“Hi, I’m Jamin and I’m a shame addict.” That’s what a friend once called me anyways. I thought it was ridiculous. You get addicted to things that you want to be addicted to, right? Things like sex, drugs, alcohol, and food leave you with some kind of high or pleasure to keep coming back to. Nobody wants to come back to shame. It never makes you feel good before it makes you feel bad. It just makes you feel bad and that’s it.
But after thinking about it, I realized he was right. I’m a shame addict. Shame has always been a good friend of mine and my worst enemy. He tells me to hate myself and in some kind of perverted sense of humility, I do it. “Whatever you say, Shame. You’re the only one I can truly trust in this world. You tell me the way it is. Or the way I think it must be. Because that whole unconditional love thing? That just doesn’t make any logical sense.”
But love is the way of the Father, and so we must learn to lean into love in our failings. Shame will keep us down, but Christ will raise us up, just as he did with his disciple, Simon.
Simon was one of Jesus’ very first followers and he quickly became the example disciple. He was one of the select three disciples Jesus took up on a mountain to pray with him (Matthew 17:1). When Jesus walked on water, he was the only disciple who tried to do the same (Matthew 14:29). He was the first to acknowledge Jesus as “the Christ, the Son of the living God” (Matthew 16:16). And when soldiers threatened to take Jesus prisoner, he jumped right in to defend him (John 18:10).
Jesus saw destiny in Simon and gave him the prophetic nickname, Peter, saying, “you are Peter, and on this rock I will build my church, and the gates of hell shall not prevail against it” (Matthew 16:18). But even Simon “The Rock” Peter cracked when faced with the anxiety of dying for Jesus (at least once Jesus disarmed him). When questioned about Jesus, he denied knowing him three times and then ran away to hide. This wasn’t a little sin. Jesus himself viewed such an action as an apostasy worthy of the judgment of Hell, which Peter had likely heard Jesus preach throughout his ministry: “whoever denies me before men, I also will deny before my Father who is in heaven” (Matthew 10:33). And so the example disciple fell hard, while in the meantime, a criminal with a death sentence confessed Jesus as Lord (Luke 23:39-43).
It seemed at first that the Jesus movement has reached its end at the cross of Christ. Not only did Peter deny knowing Jesus, but Judas committed suicide, Jesus died, and the disciples were scattered just as Jesus prophesied they would be (Matthew 26:31).

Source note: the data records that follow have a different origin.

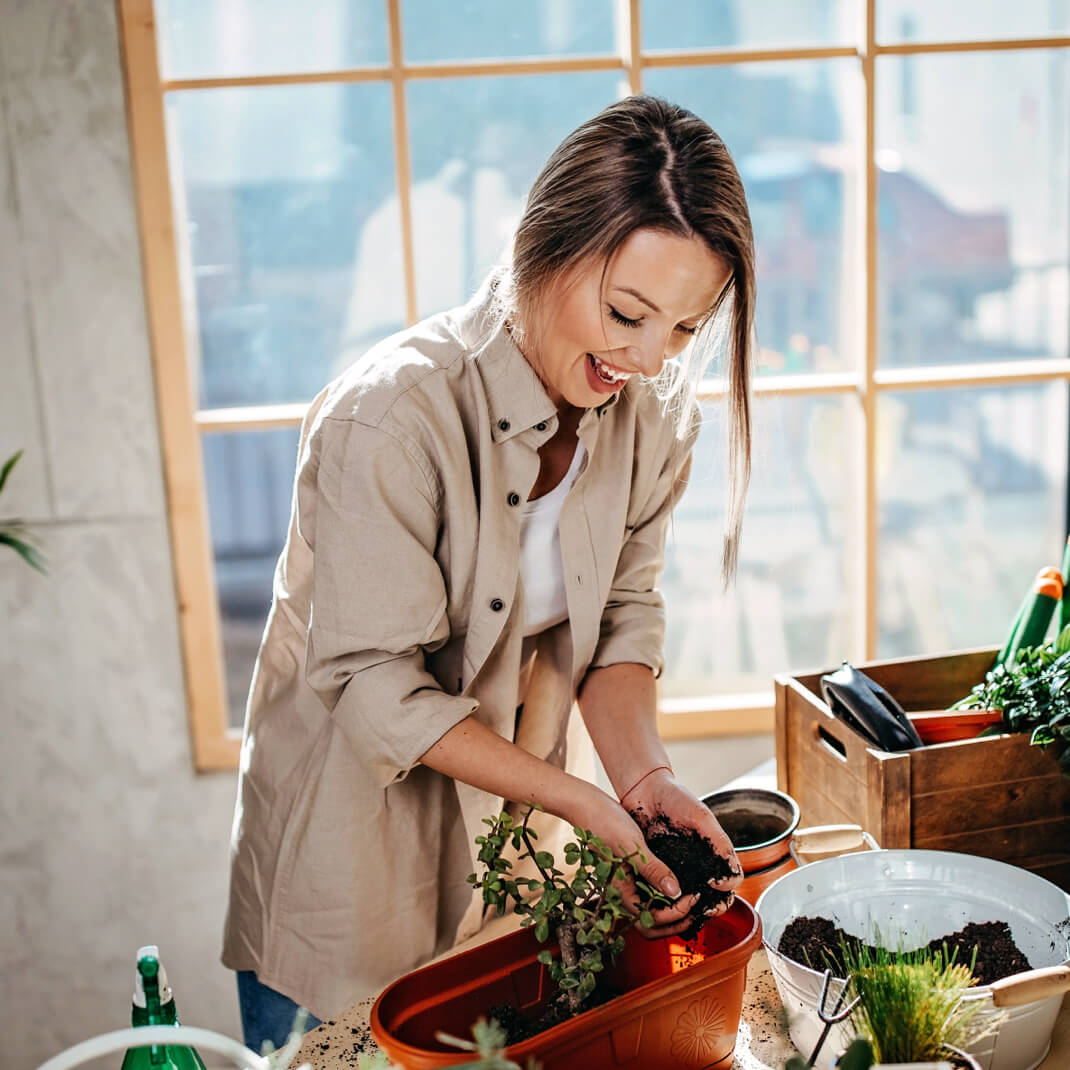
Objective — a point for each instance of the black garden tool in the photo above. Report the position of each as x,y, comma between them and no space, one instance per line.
868,708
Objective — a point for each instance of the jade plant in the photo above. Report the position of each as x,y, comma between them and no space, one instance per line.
583,911
1034,694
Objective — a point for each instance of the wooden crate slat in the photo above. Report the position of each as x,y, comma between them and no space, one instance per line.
994,796
981,761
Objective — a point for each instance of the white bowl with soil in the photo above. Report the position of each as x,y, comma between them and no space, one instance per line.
907,899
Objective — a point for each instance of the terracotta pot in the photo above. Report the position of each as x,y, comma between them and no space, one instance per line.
760,822
679,1006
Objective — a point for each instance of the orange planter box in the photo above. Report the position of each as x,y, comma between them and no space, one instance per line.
679,1007
994,796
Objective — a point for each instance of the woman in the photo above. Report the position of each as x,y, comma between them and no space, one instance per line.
478,525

They didn’t know where to go next, so they returned to their old lives and took up fishing, which was something they would have had to be pretty good at to make a living off of in the bustling market of the Sea of Galilee where Jesus found four of them. But apparently even the fish had given up on them, for they couldn’t catch anything. You can imagine Simon, rocking back and forth on the boat with his head in his hands, perhaps thinking to himself how much he hated the name Peter. Some “rock” God will build his church on. I never want to hear that name again.

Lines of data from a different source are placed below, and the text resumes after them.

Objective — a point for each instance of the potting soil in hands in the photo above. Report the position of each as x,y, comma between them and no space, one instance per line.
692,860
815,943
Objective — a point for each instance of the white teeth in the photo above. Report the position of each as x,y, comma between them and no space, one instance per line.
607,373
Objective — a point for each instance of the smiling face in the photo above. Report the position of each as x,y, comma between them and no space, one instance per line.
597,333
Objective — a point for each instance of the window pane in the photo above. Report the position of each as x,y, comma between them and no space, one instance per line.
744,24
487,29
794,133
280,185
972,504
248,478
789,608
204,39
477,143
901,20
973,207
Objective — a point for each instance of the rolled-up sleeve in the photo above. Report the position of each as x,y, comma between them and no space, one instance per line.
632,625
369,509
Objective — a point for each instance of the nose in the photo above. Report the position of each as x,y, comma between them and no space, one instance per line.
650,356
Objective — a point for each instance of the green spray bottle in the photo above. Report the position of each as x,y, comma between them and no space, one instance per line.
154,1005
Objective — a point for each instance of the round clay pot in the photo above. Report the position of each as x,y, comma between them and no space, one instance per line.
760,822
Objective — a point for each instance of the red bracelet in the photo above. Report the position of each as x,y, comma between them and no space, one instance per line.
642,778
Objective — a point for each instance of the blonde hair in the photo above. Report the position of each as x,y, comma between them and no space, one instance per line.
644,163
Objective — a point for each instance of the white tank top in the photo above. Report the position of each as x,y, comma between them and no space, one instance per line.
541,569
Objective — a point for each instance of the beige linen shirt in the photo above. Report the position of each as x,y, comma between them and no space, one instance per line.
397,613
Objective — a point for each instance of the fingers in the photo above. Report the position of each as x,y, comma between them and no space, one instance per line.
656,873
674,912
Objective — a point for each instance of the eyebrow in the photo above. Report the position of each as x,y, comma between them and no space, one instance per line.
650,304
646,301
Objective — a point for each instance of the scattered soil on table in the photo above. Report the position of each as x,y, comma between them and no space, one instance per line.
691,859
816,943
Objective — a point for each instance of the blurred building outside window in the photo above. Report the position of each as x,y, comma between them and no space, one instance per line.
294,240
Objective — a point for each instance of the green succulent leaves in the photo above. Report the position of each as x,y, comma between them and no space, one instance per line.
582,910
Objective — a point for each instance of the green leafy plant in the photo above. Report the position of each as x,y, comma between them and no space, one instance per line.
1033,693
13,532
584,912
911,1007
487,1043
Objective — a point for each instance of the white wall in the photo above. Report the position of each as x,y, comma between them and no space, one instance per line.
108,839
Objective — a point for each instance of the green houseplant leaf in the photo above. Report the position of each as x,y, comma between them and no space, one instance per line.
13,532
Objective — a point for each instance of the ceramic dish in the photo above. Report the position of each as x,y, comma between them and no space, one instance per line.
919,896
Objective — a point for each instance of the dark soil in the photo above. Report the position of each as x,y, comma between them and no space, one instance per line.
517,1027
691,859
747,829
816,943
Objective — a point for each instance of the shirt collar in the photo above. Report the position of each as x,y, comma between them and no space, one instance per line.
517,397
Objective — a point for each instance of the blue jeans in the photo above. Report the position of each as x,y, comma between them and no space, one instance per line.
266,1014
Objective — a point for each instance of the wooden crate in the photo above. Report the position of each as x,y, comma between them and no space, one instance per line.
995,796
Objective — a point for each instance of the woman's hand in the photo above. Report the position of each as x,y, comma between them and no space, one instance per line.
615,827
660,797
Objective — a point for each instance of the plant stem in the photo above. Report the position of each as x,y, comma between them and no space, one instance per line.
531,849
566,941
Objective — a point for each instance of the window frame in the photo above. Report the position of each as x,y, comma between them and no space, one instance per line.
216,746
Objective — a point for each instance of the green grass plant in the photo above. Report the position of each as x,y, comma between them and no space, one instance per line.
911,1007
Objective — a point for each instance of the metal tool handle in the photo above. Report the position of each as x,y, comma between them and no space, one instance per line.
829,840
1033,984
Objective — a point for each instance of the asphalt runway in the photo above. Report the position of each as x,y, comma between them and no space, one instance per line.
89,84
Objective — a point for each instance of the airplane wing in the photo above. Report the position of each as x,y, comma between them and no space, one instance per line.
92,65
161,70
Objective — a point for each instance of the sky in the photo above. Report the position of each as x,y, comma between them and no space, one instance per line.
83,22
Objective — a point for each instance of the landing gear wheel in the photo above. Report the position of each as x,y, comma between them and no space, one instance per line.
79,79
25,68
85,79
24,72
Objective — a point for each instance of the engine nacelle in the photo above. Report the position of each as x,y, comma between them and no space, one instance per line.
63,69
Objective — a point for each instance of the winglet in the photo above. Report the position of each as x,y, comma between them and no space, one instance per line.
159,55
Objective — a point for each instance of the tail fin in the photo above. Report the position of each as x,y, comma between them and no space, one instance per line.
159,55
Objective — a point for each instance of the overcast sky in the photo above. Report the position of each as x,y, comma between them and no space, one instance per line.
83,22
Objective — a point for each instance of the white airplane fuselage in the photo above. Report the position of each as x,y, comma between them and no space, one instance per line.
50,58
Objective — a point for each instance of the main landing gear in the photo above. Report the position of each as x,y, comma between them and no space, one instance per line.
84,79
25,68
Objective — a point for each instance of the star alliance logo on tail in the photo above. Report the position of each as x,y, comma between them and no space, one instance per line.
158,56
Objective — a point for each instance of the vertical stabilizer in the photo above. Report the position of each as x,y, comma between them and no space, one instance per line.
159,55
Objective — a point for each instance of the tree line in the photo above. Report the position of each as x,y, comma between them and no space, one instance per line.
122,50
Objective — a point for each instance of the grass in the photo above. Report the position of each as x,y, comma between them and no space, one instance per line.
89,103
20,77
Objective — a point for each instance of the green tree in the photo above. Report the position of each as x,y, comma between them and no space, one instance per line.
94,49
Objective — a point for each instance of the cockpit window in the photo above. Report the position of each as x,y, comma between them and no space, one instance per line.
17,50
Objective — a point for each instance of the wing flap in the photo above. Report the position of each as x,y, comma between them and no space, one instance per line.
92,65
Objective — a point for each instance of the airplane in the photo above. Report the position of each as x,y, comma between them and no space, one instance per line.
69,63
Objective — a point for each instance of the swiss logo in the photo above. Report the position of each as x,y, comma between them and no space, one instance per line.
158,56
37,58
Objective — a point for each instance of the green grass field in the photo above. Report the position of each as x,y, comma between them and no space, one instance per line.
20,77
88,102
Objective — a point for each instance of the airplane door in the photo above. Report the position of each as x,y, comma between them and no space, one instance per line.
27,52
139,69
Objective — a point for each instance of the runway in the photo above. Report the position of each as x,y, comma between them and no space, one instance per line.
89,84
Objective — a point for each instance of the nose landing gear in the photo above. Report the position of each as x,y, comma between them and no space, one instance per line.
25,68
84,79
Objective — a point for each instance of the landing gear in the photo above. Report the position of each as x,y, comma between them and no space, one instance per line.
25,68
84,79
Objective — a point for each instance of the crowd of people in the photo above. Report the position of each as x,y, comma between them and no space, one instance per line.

Yet it was there in that deep shame that Jesus showed up—as did the fish! Jesus then prepared some of the fish for breakfast and sat down with his denier and began to restore him to his prophetic calling. And it was there over that redemptive meal that the shame that Peter acquired with three denials of Jesus was wiped away with three affirmations of Jesus.
Perhaps Jesus needed Peter to reaffirm him. Or perhaps Jesus knew Peter needed to hear himself reaffirm him. My money’s on both. Whatever the case, Peter was forgiven, reaffirmed and made ready for action once more. And not long later, we watch Peter’s ministry explode throughout the first part of the book of Acts, which centers around “The Rock” doing exactly what he was called to do: Build the church.

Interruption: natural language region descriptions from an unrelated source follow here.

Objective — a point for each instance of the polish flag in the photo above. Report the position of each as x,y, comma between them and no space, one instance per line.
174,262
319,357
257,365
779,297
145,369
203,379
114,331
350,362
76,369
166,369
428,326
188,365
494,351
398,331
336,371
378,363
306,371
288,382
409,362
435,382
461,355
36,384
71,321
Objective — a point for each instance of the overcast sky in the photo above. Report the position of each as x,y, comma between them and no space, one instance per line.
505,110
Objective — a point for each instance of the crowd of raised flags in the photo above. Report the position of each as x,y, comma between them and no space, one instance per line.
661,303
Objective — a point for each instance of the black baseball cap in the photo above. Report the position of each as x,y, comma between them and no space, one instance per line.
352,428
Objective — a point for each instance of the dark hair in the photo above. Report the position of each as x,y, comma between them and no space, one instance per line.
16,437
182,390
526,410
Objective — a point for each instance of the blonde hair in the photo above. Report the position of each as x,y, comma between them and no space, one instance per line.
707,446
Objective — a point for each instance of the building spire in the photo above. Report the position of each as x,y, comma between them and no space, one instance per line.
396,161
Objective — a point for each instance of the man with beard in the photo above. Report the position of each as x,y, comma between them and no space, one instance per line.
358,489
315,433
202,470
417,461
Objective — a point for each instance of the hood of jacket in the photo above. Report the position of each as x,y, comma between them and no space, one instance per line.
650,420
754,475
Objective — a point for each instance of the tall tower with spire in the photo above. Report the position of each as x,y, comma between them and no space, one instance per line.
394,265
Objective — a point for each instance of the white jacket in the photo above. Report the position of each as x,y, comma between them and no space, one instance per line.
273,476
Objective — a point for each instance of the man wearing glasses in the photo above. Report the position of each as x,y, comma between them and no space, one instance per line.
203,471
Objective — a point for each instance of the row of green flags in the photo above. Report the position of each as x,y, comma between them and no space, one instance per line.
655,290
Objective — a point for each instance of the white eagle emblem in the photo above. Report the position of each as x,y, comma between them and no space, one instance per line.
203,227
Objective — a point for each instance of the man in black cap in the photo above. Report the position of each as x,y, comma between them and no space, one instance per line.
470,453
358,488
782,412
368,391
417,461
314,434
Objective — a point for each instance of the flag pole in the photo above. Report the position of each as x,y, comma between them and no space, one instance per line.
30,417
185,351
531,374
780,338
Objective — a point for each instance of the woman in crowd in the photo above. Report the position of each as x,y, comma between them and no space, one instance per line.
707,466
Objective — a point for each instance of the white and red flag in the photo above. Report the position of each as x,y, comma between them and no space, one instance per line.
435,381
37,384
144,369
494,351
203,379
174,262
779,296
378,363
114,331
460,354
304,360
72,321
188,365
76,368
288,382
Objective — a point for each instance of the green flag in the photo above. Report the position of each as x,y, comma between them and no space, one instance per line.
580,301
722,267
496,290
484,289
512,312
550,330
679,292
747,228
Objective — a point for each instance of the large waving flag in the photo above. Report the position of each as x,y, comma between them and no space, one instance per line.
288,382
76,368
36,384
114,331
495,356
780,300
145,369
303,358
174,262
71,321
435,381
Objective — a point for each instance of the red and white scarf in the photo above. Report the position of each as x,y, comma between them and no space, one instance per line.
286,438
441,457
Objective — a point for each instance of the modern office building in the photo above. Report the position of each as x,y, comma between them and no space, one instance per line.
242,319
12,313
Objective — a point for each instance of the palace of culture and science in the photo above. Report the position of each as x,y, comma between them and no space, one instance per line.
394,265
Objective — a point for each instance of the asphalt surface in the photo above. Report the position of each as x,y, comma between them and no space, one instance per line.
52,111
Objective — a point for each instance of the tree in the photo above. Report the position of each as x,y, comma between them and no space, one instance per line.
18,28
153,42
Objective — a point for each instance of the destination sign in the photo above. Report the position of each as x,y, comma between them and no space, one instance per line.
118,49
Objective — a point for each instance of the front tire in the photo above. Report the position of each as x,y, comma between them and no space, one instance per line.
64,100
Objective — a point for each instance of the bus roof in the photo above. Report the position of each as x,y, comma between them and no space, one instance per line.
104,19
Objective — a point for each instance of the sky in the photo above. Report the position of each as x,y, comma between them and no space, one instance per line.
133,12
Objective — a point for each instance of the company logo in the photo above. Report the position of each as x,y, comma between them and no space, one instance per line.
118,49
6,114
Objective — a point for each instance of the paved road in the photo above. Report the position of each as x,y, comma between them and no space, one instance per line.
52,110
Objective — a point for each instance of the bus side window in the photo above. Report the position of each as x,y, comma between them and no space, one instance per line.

Peter could have responded differently. Overwhelmed with shame and guilt he could have said, “I’m not the right guy. I’m not worth it. Find someone else.” But instead, he received love and forgiveness and walked away from a life of shame. Brennan Manning, who struggled as an alcoholic, once said, “When I relapsed, I had two options: yield once again to guilt, fear, and depression—or rush into the arms of my heavenly Father; choose to live as a victim of my disease—or choose to trust in Abba’s immutable love” (Abba’s Child. p. 4.)
How have you sinned recently? Confess it before Jesus as you reaffirm him and then be forgiven as you continue forward in the mission of bringing Heaven to earth.